To the best of our knowledge we could find only two studies that included under 19 years of age as study population– Rao 7 et al(0-18years) and John 8 et al(10-20years). Studies that included 0-14 years (childhood) as study population were Selvakumar et al, 9 Archana et al10 and Chodavadia et al. 11

The mean age of 16.6 years found in our study may be due to long incubation period of leprosy, difficulty in assessing the sensory loss in younger children and delay in diagnosis of early lesions/indeterminate Hansen which was in accordance to findings by singhal 10 et al(14years). In our study males outnumbered females with the male to female ratio 5.3:1. This is similar compared to John 8 et al(1.93:1). This may be because of increased male immigrants from other parts of country in search of better employment and thus increased chance of acquiring leprosy. Detection in females may be lower because of socioeconomic and cultural difficulties such as neglect, social stigma and seeking more indigenous treatment. This imbalance needs further research.

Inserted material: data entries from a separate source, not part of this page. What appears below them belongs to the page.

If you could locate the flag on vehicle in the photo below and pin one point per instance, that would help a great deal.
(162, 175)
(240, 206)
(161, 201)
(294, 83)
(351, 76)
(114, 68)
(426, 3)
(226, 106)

Varied manifestation of leprosy seen in our study may be due to large number of migrants and their genetic susceptibility and ethnic variation. Illiteracy(60%) has implication on awareness, fear and myth about leprosy and thus more indigenous treatment. Subjects who are labourers like construction workers (63%) are prone to disability and reaction. Stigma and discrimination causes not only in delay in diagnosis and treatment, it further worsens the socioeconomic status of the patients. Psychological stress of both the family and the patient on diagnosing leprosy in a student should also be taken into account. Malnutrition, overcrowding and increased contact seen in lower socioeconomic category paves the way for spread of leprosy and in turn its complication. This will cause a significant increase in DALY(disability adjusted life year) subsequently affecting the gross per capita income earned by the working population. Recognition of these factors and early socioeconomic rehabilitation will decrease the risk of deformities.

In our study duration of symptoms ranged from 3 months to 2 years. This is less compared to singhal 10 et al(3months to 5 years). Mean duration was 8 months. This is less compared to Gitte12 et al(13-14months). Delay in diagnosis may be because of less awareness about subtle symptoms of the disease and dependency of children/adolescents on their parents/guardians.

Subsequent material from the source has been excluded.